Distractions, focusing on essential things, simplify

Fahrenheit 451, Ray Bradbury‘s famous story, is much deeper than I suspected. I knew it was about book burning and so I guess I expected it to be about ignorance, fear, and suppression. And it is about that. But the commentary I found regarding our ability and interest to connect with each other was eye opening.

If you have not read it, Fahrenheit 451 is a story about Guy Montag, a “fireman” of the future. In 2022, firemen do not fight fires since all houses are fireproofed. Instead, firemen play the vital role of preserving societal happiness by burning books. How does this work you ask? It eliminates thinking and any danger of becoming dissatisfied with the status quo.

Happiness is maintained through constant and invasive vapid entertainment via wall-to-wall TV screens. Even outside their homes, continual ads and promotions assault their ears. Montag is obliviously immersed in this world until he meets his neighbor. Clarisse is a young girl who seems completely uninterested in the prevailing trends of the day. As he converses with her, he discovers that she seems to know and experience things that he lacks.

Sand in a Sieve

Bradbury was a master storyteller, one of the greatest of the 20th century. I love the imagery he offers through Guy Montag’s memory of his childhood. In a flashback, Montag finds himself at a beach with his family. His cousin, an unpleasant sort, instructed Montag to take handfuls of hot sand and fill a sieve. If he did, he would get a dime.

Valuing things over people is like holding sand

The child version of Montag subsequently spends hours trying to fill the sieve. But “the faster he poured, the faster it sifted through with a hot whispering.” This vignette, indicative of a change occurring in Montag’s character, planted a seedling in my mind as well.

No matter how much we try to fill our days and our time with things, with entertainment, or with distractions, we will find that it leaves us just as empty as before. Just like the sieve and the sand, the insubstantial will not satisfy. There is no replacement for memories, for time, or for effort invested with a person that matters to us.

Distractions vs. Interactions

Montag’s wife Mildred represents the antithesis of his journey. She blissfully spends her days ensconced in her parlor surrounded by three full-wall TV screens (lamenting her lack of a fourth). The TV programs offer an escape from a reality she wouldn’t even recognize. Her virtual life is a continual buffet, which she neither remembers nor bothers to understand.

Mildred is hardly unique in their world as almost everyone Montag knows is similarly distracted. Suicides are frequent. Mildred occasionally takes entire bottles of sleeping tablets because she is so caught up in her entertainment that she can’t remember having eaten any. Through Clarisse, Montag realizes the plight of his family, and the world around him. Montag tries to save his family by conversing with Mildred away from the TV.

She is resistant and oblivious. She can’t understand why he would wish to talk when they could instead watch her “family” on the TV. The TV has all the interaction they could ever desire. The effort required to engage with another person was far greater than that of simply absorbing the distractions displayed on the screen in front of her.

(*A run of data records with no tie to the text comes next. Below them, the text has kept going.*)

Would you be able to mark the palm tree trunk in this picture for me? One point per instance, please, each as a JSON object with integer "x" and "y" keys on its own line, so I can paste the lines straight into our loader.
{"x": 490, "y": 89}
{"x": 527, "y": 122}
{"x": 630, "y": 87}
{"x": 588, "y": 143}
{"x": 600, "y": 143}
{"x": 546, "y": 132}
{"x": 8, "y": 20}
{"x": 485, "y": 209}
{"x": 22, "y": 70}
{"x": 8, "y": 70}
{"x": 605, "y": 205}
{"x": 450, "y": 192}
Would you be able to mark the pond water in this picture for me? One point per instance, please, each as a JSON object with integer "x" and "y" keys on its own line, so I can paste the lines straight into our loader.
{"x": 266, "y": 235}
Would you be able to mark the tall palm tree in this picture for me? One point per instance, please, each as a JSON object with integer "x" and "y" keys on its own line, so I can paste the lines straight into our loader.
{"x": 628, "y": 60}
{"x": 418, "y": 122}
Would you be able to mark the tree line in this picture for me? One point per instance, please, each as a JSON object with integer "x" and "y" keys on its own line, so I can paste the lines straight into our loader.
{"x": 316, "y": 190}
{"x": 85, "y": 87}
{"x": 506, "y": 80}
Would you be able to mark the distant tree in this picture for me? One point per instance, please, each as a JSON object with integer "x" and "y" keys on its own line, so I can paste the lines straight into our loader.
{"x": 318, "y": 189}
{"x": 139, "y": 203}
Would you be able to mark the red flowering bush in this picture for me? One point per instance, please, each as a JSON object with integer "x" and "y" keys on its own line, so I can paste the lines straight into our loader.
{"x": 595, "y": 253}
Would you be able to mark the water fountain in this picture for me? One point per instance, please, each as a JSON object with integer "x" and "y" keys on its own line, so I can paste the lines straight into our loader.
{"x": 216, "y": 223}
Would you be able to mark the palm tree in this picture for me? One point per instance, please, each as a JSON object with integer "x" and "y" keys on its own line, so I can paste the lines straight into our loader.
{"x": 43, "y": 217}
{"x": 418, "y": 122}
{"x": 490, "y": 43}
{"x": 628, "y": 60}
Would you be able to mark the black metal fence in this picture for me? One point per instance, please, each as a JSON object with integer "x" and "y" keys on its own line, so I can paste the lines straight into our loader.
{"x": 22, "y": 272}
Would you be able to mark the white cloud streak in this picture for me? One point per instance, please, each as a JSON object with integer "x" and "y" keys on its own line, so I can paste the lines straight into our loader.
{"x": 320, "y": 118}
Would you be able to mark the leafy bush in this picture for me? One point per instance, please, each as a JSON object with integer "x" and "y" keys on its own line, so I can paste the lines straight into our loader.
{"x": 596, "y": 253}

Bradbury wrote the book in 1951, but I see firsthand what he wrote about then. At times, my children will be together in a room, each with a Kindle in front of their face not acknowledging anyone else’s presence. At extended family meals that we hold once a week, we (I’m included) will at times all be engaged with our iPhones while sitting in the same room.

There is so much more to life than the next game, the next episode, or the next movie. No one can find real lasting happiness in a screen or a game. There is a time and a place for such things in life of course. Bradbury even ends the book with this quote from Ecclesiastes “to everything there is a season.” But a happy life needs much more than a series of virtual moments can provide.

What Matters Most

When the end of my life arrives, if I get the chance to reflect, I am convinced that I will treasure the time I spent with my loved ones more than anything else. I doubt I will remember the plot to any movies I watched, or wonder what would have happened with the cliffhanger in that one TV episode. I don’t think I’ll wish I had leveled up just a little higher in a video game.

What I do think is that I’ll hope my children had memories of me being a loving father, my wife remembering a loving husband. I think I’ll wish to have spent time with friends in laughter and conversation. Most of all, I think I will be happy if I have spent my days doing things that filled me with joy, rather than just filled my time.

Classic authors, regardless of their epoch, seem to understand universal and lasting truths. Perhaps the issues humans face have just always been the same. Jane Eyre is one of my literary heroes, Charlotte Brontë a wonderful author and wise beyond her technological years. A quote I have loved since the moment I read it is this:

Literary quotes, Jane Eyre, Happiness, Charlotte Brontë

There is no happiness like that of being loved by your fellow creatures, and feeling that your presence is an addition to their comfort.

Charlotte Brontë, Jane Eyre

For me, reading Fahrenheit 451 inspired me to look a little closer at where I spend my time. I hope to devote more of it to interactions rather than distractions.